The controversy in Los Angeles County Flood Control District v. Natural Resources Defense Council is over whether the Los Angeles County Flood Control District has violated a federal permit because of the level of pollutants from stormwater that it gathers in municipal separate storm sewer systems (MS4s) located in two California Rivers.

The technical legal question the Court agreed to decide is whether the transfer of water within a single body of water through an MS4 constitutes an addition of any pollutant under the Clean Water Act (CWA).  In 2004 in South Florida Water Management District v. Miccosukee Tribe the Supreme Court held that an addition of a pollutant only occurs if a pollutant is transferred from one “meaningfully distinct” water body into another, which did not happen in this case.   As NLC’s brief points out “where an MS4 includes portions of a waterway, and water is just being conveyed from the MS4 portion of a navigable water to the non-MS4 portion of the same navigable water, no addition of pollutants to a navigable water has occurred or been proven merely from the movement of that water downstream.”

The SLLC’s brief also notes that the Ninth Circuit “failed to determine . . . whether the segments of the rivers above and below [MS4] were the same bodies of water or different bodies of water, and apparently attached no significance to the question.”  From NLC’s and the SLLC’s perspective, the Ninth Circuit simply ignored the Supreme Court’s holding in Miccosukee Tribe.

It seems unlikely the Court is going to say it didn’t actually mean what it said in Miccosukee Tribe.  After all, this isn’t one of those cases where changing social values or new information might convince the Court to change its mind.
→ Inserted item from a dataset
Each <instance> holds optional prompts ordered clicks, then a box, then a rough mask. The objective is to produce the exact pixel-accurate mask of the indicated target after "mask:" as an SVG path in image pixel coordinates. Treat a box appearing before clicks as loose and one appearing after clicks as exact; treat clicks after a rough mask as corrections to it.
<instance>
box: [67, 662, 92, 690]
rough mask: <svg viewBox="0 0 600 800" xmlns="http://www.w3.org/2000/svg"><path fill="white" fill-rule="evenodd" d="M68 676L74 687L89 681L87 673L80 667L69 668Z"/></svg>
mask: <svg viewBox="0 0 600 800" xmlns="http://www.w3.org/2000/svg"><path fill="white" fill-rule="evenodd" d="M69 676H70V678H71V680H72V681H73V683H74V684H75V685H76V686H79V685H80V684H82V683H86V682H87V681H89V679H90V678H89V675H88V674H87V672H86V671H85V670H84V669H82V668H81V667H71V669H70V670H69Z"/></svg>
The bottom line for local governments is that state and local governments regulate water quality in MS4s and federal regulation is redundant.  While all signs point towards the Supreme Court applying Miccosukee Tribe and concluding the CWA does not apply in this case, only time will tell.

A date for oral argument in this case has not yet been set.  The Supreme Court will issue an opinion in this case by June 30, 2013.